ZURICH (Reuters) - The United States Congress is unlikely to vote this year on a free-trade deal with Colombia, Colombian Trade Minister Luis Guillermo Plata said on Thursday.

The Democrat-controlled Congress has been reviewing trade pacts agreed by the administration of President George W. Bush and the Colombia deal has run into opposition from U.S. labor groups because of killings of trade unionists in Colombia.

Plata told Reuters that Congress would only finish voting on another free-trade deal with Peru by mid-November, by which time Congress will be about to head into a recess.

“But then there will be no more time for an additional trade agreement to be analyzed and voted, be it Colombia or any other trade agreement,” he said during a European tour.

Colombia would test the waters in February next year when Congress reconvenes, he said, noting it was up to the U.S. administration, not Colombia, to push for a vote.

There was no doubt of the Bush administration’s commitment to the deal, Plata said.

U.S. Trade Representative Susan Schwab will visit Colombia on February 2 and Commerce Secretary Carlos Gutierrez will visit soon after. Treasury Secretary Hank Paulson also plans a visit.

Plata said the administration of President Alvaro Uribe has increased spending on protecting trade unionists. Killings of unionists had fallen to 20 this year, still unacceptably high but a big improvement on 196 in 2002 when Uribe took office.


The U.S. free-trade agreement is part of a Colombian plan to build up bilateral and regional trade deals because of the slow progress of global talks at the World Trade Organization (WTO).
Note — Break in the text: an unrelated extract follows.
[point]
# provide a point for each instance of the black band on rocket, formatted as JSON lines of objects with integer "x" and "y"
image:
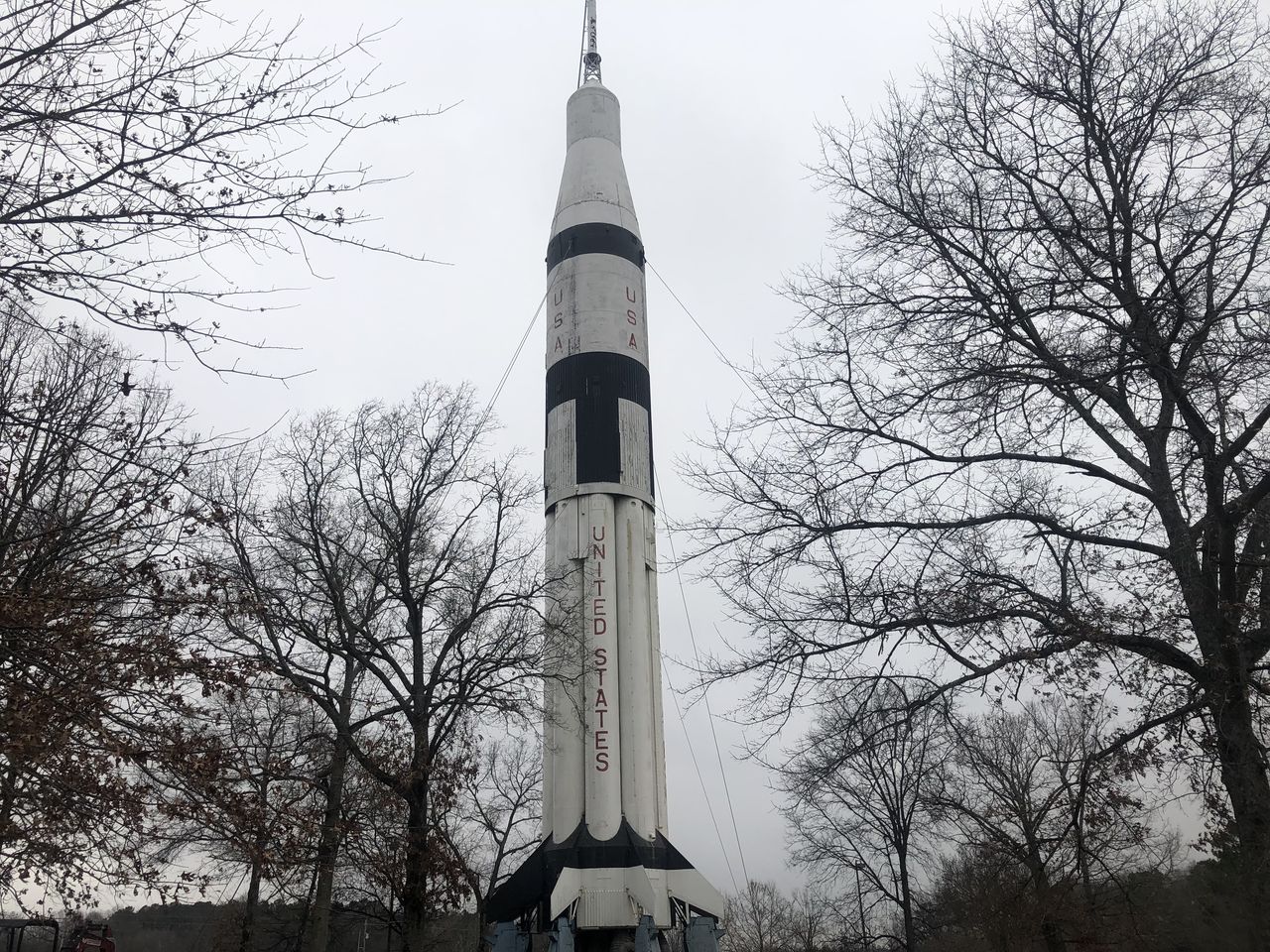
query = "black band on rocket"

“We’re totally committed to the Doha Round,” he said. “Since there’s been such a delay in moving in the WTO we’ve opted for also pursuing a strategy of bilateral trade agreements.”

Colombia aims to have nine free-trade agreements, covering ties with 54 countries, in place by 2010, he said.

Plata said a decision this month to join the Bank of the South, a development institution central to Venezuelan President Hugo Chavez’s drive for left-wing integration in South America, had nothing to do with the slow pace of a U.S. free-trade deal.

Colombia had resisted joining the bank, which it believes is superfluous given the existence of the CAF, the financing arm of the Andean Community, and the Inter-American Development Bank.

“There’s been so much insistence and there’s been so much interest on the part of our neighbors that at some point we said, ‘OK, if everyone wants to go with that, we won’t be the oddball, and we’ll join the group’,” he said.

Plata said the share of foreign direct investment (FDI) going into resources was falling as a share of the total, with increasing amounts going into retailing, manufacturing, hotels and infrastructure.

The government says FDI will rise to $8 billion this year from $6.5 billion in 2006.

Nevertheless, he said Swiss-based commodities producer and trader Glencore now rivals the world’s number two brewer SABMiller Plc as Colombia’s biggest investor.